1993 schloss sich die Firma mit dem Familienunternehmen Kurtz, das ursprünglich auf eine 1779 erbaute Hammerschmiede in Hasloch auf der bayerischen Mainseite zurückgeht, zur heutigen Kurtz Ersa zusammen. Der Technologiekonzern in Kreuzwertheim mit 1200 Mitarbeitern und 14 Tochterunternehmen ist international ausgerichtet und zählt zu den 50 ältesten Familienbetrieben Deutschlands. Allerdings blieb der Mischkonzern von Markteinbrüchen Anfang 2020 nicht verschont, die dann zum Verkauf der Eisengießerei in Hasloch führten, inzwischen sogar zur Stilllegung. Erst kürzlich wies Vorstandsvorsitzender Rainer Kurtz bei der Münchner Neuheitenmesse Productronica auf die eigenständige Ersa-Firmentradition hin: „Auf den Tag genau vor 100 Jahren wurde am 18. November 1921 der Grundstein für dieses heute sehr erfolgreiche Unternehmen gelegt. Wir freuen uns sehr, diesen Ehrentag mit unseren Kunden, Geschäftspartnern und unseren Ersianern im Sinne des ,One Family‘-Gedankens feiern zu dürfen.
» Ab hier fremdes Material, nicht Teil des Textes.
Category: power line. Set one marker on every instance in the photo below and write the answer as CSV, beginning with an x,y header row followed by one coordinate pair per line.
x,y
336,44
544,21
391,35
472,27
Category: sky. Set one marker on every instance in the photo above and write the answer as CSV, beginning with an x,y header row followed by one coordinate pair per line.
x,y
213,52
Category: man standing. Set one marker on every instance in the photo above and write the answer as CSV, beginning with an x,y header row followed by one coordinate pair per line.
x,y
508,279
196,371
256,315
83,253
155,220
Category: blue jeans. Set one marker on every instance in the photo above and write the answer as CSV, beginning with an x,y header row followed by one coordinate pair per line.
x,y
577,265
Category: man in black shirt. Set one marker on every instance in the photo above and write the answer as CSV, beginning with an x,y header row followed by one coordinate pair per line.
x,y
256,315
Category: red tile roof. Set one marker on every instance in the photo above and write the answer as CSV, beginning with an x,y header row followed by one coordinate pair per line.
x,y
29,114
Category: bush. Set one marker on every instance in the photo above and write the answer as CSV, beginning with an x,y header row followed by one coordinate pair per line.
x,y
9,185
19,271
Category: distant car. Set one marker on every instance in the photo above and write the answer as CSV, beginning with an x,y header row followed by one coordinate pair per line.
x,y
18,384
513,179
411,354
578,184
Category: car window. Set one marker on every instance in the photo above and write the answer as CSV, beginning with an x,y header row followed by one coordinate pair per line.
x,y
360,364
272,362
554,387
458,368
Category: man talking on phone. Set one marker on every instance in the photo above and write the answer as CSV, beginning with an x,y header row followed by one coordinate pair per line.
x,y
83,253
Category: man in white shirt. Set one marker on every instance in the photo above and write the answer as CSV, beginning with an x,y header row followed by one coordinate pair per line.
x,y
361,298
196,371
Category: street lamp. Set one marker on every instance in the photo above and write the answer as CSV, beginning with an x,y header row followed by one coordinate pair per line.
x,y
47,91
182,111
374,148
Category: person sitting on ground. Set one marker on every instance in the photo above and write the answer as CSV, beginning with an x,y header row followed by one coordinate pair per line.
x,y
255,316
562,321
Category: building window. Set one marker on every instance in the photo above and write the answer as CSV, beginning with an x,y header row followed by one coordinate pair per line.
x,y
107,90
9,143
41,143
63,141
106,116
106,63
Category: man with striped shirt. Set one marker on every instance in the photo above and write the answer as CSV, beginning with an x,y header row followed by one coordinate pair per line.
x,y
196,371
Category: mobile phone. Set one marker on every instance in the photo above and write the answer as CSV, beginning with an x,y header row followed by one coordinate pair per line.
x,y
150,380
Mit Stolz blicken wir auf die letzten 100 Jahre und das Erreichte zurück – freuen uns aber auch sehr auf die nächsten 100!“

Damit meinte Kurtz zukunftsweisende Löt-Technologien, die die Marktführerschaft auch weiterhin sichern sollen, wie die weltweit erste voll vernetzbare Lötstation mit integriertem WLAN, Bluetooth und Netzwerkkarte. Angesichts solcher Entwicklungsschritte kann man den Eindruck bekommen, dass dem „elektrischen Lötkolben“ von Ernst Sachs noch eine große Zukunft bevorsteht.